Figure 2.
Activity of PSC Neurons in the Presence and Absence of FSC
(A) Drawings illustrate inhibitory (red box) and excitatory (green box) neurotransmitter receptors, and indicate the antagonists used.
(B) Mean firing rates (MFRs; 100 ms smoothed spike count in bin [spikes in 10 ms intervals]).
(C) Spike raster plots (SRPs).
(D) Original traces of nine channels of an MEA recording.
(E) Diagrams showing neuronal activity in standard medium (i in B–D, white bars in E), disinhibition conditions (ii in B–D, gray bars in E), and after inhibition of GABAergic and glutamatergic FSC (iii in B–D, black bars in E) in PSC-neuronal networks.
(B) MFRs show the (ii) appearance or (i and iii) absence of PB.
(C) In SRPs, each dot represents a spike recorded by one electrode at a certain time point.
(D) In original traces of MEA recordings, each box shows a 10 s extracellular recording detected by one electrode.
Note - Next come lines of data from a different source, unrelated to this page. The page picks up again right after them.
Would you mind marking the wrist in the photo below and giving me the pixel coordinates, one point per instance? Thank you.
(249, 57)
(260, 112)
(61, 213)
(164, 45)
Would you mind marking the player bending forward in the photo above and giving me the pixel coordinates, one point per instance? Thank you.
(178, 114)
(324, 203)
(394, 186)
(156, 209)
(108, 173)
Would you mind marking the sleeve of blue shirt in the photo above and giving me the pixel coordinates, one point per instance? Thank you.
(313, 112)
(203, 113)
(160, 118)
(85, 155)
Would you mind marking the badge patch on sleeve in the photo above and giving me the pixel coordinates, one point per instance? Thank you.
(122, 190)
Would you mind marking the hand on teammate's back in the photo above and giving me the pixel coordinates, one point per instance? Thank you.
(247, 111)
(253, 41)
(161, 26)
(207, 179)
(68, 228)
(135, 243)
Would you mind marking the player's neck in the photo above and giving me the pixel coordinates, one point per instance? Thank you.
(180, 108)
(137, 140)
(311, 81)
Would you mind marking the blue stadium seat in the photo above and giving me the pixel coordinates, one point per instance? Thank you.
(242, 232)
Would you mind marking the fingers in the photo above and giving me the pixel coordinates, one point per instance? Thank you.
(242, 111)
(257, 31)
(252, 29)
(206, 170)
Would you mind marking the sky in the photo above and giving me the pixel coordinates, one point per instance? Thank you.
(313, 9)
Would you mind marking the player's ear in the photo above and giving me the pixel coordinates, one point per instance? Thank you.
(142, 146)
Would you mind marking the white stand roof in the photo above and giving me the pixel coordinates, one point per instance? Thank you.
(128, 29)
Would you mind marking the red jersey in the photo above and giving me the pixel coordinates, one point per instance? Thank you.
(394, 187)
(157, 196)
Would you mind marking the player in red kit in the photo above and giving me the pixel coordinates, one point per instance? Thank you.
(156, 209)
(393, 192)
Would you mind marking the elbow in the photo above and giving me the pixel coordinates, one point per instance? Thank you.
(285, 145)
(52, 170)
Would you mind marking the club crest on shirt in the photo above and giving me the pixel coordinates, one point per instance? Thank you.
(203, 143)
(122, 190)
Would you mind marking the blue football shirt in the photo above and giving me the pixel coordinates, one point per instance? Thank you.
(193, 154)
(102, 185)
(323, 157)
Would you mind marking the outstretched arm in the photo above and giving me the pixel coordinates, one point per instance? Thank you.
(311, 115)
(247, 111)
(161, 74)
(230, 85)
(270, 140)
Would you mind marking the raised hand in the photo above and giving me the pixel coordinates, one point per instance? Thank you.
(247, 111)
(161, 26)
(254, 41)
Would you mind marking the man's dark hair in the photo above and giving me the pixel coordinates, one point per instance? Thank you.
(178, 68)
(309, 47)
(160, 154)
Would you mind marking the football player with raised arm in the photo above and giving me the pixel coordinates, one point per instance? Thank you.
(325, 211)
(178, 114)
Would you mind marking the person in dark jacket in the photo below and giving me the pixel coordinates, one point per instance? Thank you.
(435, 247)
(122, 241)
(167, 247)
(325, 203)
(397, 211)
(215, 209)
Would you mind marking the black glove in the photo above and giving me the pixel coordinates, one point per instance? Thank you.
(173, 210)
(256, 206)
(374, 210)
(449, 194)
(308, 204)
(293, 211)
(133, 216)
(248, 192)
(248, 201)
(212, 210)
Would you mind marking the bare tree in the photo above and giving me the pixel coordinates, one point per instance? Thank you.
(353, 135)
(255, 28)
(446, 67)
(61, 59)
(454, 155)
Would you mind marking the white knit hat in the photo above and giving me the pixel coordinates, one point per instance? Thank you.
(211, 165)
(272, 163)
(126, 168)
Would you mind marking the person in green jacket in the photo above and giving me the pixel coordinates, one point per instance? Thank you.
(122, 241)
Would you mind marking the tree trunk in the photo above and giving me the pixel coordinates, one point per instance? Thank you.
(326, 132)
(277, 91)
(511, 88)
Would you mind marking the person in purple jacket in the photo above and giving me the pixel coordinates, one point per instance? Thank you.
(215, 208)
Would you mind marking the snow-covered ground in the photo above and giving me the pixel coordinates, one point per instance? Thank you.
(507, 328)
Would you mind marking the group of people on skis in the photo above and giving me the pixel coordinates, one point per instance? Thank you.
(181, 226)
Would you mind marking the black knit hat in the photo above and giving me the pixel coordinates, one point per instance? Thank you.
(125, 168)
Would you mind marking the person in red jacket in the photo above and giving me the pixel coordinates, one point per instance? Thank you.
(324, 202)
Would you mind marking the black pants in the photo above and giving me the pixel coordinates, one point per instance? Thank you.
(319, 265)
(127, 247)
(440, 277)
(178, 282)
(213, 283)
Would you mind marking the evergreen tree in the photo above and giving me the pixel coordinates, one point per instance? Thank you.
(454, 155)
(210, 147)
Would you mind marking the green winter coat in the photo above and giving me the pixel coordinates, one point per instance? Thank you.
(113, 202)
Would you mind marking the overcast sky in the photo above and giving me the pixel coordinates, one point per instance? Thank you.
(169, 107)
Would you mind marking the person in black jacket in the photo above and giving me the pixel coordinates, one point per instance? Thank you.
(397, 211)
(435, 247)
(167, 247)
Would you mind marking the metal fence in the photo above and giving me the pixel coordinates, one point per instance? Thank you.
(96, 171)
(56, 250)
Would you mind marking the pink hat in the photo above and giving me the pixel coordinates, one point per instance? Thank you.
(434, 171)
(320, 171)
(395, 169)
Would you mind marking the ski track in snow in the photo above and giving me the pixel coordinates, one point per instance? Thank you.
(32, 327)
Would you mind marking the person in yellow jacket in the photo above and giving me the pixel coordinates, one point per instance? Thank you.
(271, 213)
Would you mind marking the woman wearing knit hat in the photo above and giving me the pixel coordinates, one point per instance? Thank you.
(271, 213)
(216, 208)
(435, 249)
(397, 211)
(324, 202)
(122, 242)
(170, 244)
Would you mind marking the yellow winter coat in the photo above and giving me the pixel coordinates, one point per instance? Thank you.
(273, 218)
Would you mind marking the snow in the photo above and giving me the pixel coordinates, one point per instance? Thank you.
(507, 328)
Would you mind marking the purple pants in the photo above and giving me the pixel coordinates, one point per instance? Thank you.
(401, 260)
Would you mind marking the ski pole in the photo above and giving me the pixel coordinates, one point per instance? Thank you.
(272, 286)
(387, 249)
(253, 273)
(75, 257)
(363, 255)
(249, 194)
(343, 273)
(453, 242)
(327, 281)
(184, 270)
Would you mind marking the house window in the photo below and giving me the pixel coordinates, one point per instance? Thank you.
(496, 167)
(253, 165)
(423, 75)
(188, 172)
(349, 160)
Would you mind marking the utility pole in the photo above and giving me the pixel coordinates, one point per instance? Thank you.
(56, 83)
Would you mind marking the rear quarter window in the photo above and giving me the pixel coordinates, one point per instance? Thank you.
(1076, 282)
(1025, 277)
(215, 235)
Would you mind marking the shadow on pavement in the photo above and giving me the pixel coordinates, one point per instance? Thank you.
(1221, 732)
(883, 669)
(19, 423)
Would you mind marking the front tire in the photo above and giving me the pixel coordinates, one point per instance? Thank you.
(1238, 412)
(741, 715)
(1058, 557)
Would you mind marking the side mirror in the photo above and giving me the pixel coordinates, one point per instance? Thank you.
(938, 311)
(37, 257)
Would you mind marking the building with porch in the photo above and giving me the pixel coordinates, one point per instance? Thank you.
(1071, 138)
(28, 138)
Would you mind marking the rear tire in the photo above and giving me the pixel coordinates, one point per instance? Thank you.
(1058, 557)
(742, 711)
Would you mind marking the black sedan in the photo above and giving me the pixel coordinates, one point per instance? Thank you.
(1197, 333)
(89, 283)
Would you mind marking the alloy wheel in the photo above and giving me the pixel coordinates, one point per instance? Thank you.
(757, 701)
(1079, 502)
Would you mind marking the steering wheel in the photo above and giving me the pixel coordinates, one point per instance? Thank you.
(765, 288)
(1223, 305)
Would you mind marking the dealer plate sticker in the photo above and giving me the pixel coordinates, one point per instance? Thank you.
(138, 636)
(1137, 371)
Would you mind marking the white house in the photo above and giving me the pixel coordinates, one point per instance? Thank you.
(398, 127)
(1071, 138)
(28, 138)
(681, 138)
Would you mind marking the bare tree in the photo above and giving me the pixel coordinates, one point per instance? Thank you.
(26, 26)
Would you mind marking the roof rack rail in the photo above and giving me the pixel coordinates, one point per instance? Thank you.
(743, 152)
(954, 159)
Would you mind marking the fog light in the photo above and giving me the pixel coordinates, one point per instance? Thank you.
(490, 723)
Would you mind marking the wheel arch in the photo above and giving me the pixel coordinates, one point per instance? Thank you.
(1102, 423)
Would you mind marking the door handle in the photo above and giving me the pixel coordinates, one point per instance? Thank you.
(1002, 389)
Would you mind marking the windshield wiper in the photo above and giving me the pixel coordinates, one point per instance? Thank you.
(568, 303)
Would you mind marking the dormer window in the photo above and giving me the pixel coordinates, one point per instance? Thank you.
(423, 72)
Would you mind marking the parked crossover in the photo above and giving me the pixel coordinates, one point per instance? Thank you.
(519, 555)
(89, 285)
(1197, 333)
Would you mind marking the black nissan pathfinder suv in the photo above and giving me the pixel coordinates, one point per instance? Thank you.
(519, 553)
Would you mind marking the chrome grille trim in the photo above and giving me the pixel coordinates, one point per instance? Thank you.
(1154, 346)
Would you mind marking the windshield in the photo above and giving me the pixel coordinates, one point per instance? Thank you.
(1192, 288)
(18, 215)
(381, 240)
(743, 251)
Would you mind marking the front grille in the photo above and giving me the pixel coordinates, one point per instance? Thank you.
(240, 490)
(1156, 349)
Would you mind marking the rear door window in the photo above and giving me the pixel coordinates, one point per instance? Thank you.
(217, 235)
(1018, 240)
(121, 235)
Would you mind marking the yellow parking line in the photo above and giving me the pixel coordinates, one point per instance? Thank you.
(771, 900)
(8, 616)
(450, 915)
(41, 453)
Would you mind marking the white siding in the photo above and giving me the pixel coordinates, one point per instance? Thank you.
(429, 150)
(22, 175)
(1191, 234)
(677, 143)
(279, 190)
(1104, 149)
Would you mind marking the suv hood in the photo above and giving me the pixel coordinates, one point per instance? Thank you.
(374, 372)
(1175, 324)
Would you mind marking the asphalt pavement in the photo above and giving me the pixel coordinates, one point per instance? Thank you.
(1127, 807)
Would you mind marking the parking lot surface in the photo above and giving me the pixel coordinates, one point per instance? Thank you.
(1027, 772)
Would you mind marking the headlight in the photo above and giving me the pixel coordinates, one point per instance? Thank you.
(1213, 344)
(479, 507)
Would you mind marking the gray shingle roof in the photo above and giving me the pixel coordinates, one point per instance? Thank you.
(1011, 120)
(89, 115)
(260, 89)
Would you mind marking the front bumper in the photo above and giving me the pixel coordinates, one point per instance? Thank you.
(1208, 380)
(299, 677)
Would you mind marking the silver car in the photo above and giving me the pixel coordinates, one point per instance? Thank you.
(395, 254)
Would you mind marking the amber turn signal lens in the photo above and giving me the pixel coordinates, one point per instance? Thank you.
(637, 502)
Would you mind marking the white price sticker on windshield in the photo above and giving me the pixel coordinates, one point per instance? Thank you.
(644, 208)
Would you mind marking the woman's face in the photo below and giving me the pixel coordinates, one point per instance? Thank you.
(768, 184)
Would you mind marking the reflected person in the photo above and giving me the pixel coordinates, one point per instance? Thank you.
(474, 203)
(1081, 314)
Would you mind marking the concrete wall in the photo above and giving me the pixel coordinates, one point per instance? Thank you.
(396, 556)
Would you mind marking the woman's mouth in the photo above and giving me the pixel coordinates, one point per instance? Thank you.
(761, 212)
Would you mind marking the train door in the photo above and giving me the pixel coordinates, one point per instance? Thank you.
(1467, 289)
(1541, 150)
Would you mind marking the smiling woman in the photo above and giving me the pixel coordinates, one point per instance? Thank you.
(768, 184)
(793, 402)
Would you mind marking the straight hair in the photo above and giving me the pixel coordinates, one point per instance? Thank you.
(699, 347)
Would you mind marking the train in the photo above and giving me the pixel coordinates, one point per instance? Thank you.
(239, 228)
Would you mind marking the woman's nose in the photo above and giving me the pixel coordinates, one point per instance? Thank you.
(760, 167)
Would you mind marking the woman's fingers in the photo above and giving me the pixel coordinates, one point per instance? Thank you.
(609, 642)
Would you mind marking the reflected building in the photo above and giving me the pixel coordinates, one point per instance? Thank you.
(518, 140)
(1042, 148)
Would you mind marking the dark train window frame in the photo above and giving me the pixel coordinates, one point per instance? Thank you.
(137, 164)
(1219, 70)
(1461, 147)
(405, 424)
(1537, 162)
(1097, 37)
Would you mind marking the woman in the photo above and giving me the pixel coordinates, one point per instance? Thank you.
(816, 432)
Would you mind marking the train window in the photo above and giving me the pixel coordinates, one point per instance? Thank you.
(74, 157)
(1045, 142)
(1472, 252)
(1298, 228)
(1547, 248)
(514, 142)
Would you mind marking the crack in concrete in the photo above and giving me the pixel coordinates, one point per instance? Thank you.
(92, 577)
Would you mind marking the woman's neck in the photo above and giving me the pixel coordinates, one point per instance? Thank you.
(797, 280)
(E) Diagrams show (i) the mean number (#) of extracellularly recorded spikes in 2 min, (ii) the percentage of spikes organized as bursts, (iii) the network synchrony indicated as Cohen’s kappa, and (iv) the number of spike-detecting electrodes under standard medium conditions or disinhibition conditions (Gz, gabazine treatment), and after 15 min and 1 hr inhibition of FSC (G/A/N = gabazine, D-AP-5, and NBQX treatment). n = 17; data are mean values ± SD (t test; ns, not significant; ∗p < 0.05, ∗∗p < 0.01, ∗∗∗p < 0.001. See also Figure S1 for the activity of mESC-derived IANs under aCSF. See Figure S2 for the activity of IANs in prolonged cultured PSC, primary cortical, and hippocampal neuronal assemblies, and Figure S3 for the activity of IANs 15 min and 60 min after the application of G/A/N.